Figure 3 Interpretation of the optimal model (RF) using SHAP. (A) Feature importance ranking based on mean |SHAP values|. (B) Beeswarm plot of SHAP values. (C) SHAP dependence plots for individual features.

Figure 3C presents SHAP dependence plots for individual features, illustrating the impact of each variable on the model predictions under the influence of their strongest interacting features. All features showed a positive correlation with the predicted outcome, confirming their roles as risk factors. As shown in the figure, the most frequent and pronounced interaction was observed between ADL grade and multifocal lesions. A positive trend was evident between ADL grade and the predicted outcome: as the level of ADL dependency increased, the corresponding SHAP values also rose. Furthermore, the color gradient representing multifocal lesions indicates that patients with both multifocal lesions and moderate-to-severe ADL dependency had higher SHAP values than those without multifocal lesions. In contrast, patients with no or only mild ADL dependency exhibited the opposite pattern. Additionally, for the continuous variable NIHSS score, a non-linear relationship with dysphagia risk was observed. The risk associated with NIHSS scores between 10–15 was weaker than that for scores around 5–7, while a sharp increase in SHAP values was seen for scores exceeding 15. The presence of multifocal lesions further enhanced the risk contribution of higher NIHSS scores.
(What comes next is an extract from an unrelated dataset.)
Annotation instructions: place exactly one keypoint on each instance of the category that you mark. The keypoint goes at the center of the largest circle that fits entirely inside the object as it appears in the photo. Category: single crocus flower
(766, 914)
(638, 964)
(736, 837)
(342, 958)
Figure 4A and B show SHAP waterfall plots, which visualize the cumulative contribution of each feature to the prediction output for individual patients. Each bar represents a feature, with purple indicating a risk-reducing (negative) contribution and yellow indicating a risk-increasing (positive) contribution. Figure 4C and D are force plots that illustrate how each feature shifts the model’s prediction from the base value to the final output f(x). Purple arrows represent features that decrease the prediction, while yellow arrows represent those that increase it.

Figure 4 Local interpretability of the model using SHAP explanations. (A) SHAP waterfall plot for a representative NPSD patient. (B) SHAP waterfall plot for a representative PSD patient. (C) SHAP force plot for the same NPSD patient in panel A. (D) SHAP force plot for the same PSD patient in panel B.

Figure 4A and C correspond to a NPSD patient. Mild ADL dependency, absence of hypoalbuminemia and coronary heart disease, and a low NIHSS score were the main factors reducing the predicted risk. Although the presence of multifocal lesions and right hemisphere involvement slightly increased the risk, their contributions were relatively small. The final prediction value was 0.146, indicating a low risk of dysphagia.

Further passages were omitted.